Lesson 17: Backup and Recovery Strategies
Welcome to Lesson 17! Now that you've learned about MongoDB administration, security, and maintenance, it's time to master one of the most critical aspects of database management: backup and recovery. In this lesson, you'll learn various strategies to protect your MongoDB data against loss and how to restore it when needed.
Learning Goals:
- Understand different MongoDB backup methods
- Implement mongodump and mongorestore for logical backups
- Configure filesystem snapshots for physical backups
- Set up point-in-time recovery with oplog
- Develop a comprehensive backup strategy
Understanding Backup Types
MongoDB supports two main types of backups: logical backups and physical backups.

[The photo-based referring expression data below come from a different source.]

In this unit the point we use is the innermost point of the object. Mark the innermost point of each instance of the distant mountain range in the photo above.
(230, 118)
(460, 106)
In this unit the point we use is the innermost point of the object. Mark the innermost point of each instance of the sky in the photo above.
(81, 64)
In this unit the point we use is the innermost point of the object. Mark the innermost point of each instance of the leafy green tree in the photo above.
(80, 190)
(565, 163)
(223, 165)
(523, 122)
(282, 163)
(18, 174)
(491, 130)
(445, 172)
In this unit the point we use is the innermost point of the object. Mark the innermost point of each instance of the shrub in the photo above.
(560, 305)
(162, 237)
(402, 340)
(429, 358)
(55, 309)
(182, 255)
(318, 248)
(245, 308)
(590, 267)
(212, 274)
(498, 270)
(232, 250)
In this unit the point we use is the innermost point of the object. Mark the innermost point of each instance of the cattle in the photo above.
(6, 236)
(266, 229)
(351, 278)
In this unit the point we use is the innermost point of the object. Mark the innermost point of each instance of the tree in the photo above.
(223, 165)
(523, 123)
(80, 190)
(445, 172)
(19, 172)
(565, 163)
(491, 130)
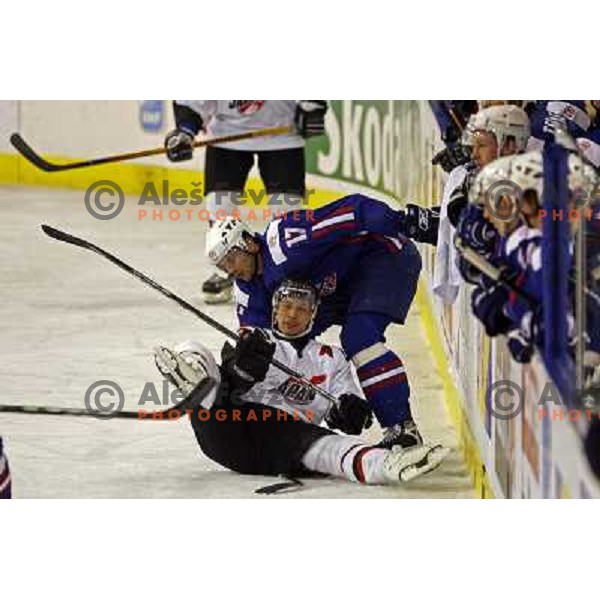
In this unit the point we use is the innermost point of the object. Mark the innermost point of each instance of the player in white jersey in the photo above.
(493, 132)
(262, 421)
(280, 158)
(5, 487)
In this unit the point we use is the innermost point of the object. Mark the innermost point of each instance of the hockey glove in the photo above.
(421, 224)
(476, 232)
(248, 363)
(451, 156)
(488, 306)
(351, 415)
(179, 145)
(310, 117)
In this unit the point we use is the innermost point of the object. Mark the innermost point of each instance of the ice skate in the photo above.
(405, 464)
(405, 435)
(218, 289)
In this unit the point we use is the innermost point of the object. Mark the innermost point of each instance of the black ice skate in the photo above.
(218, 289)
(405, 435)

Logical backups (mongodump/mongorestore) export data in JSON/BSON format, providing flexibility but potentially slower for large datasets.
Physical backups (filesystem snapshots) copy the actual database files, offering faster backup/restore times but requiring database consistency.

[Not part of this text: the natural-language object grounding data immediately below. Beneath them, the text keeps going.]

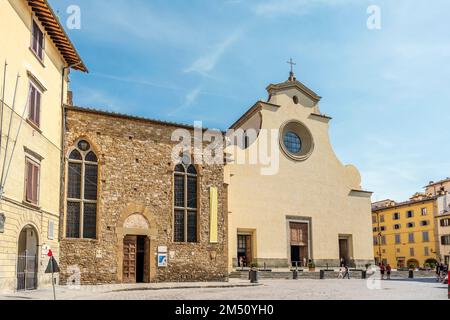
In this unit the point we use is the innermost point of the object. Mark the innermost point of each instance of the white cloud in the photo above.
(208, 62)
(293, 7)
(189, 99)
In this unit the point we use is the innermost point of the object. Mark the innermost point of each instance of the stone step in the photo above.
(289, 275)
(328, 274)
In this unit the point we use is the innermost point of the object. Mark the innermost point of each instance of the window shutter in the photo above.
(35, 183)
(32, 102)
(51, 230)
(29, 183)
(37, 109)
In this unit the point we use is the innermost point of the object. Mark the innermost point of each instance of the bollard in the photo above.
(322, 274)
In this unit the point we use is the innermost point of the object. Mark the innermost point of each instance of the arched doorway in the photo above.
(431, 263)
(412, 263)
(27, 259)
(136, 235)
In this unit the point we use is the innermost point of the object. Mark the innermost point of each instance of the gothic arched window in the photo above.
(185, 203)
(82, 181)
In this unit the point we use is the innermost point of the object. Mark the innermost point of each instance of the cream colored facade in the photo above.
(312, 190)
(41, 144)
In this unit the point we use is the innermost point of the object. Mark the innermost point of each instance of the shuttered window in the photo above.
(185, 203)
(82, 184)
(34, 105)
(32, 181)
(37, 41)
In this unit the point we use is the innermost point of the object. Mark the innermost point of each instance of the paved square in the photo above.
(398, 289)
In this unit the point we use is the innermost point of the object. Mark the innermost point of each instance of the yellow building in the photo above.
(404, 233)
(37, 49)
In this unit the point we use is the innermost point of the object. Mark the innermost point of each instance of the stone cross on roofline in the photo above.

For production systems, combine both approaches: use filesystem snapshots for regular backups and logical backups for selective data recovery.
Logical Backups with mongodump
The mongodump tool creates binary exports of your database content. Let's explore its practical usage.
Basic mongodump Usage
# Backup entire MongoDB instance
mongodump --uri="mongodb://localhost:27017" --out=/backup/$(date +%Y%m%d)
# Backup specific database
mongodump --uri="mongodb://localhost:27017/mydb" --out=/backup/mydb_backup
# Backup specific collection
mongodump --uri="mongodb://localhost:27017/mydb" --collection=users --out=/backup/selective
Advanced mongodump Options
# Backup with authentication
mongodump --uri="mongodb://admin:password@localhost:27017" --authenticationDatabase=admin
# Backup with query filter (only specific documents)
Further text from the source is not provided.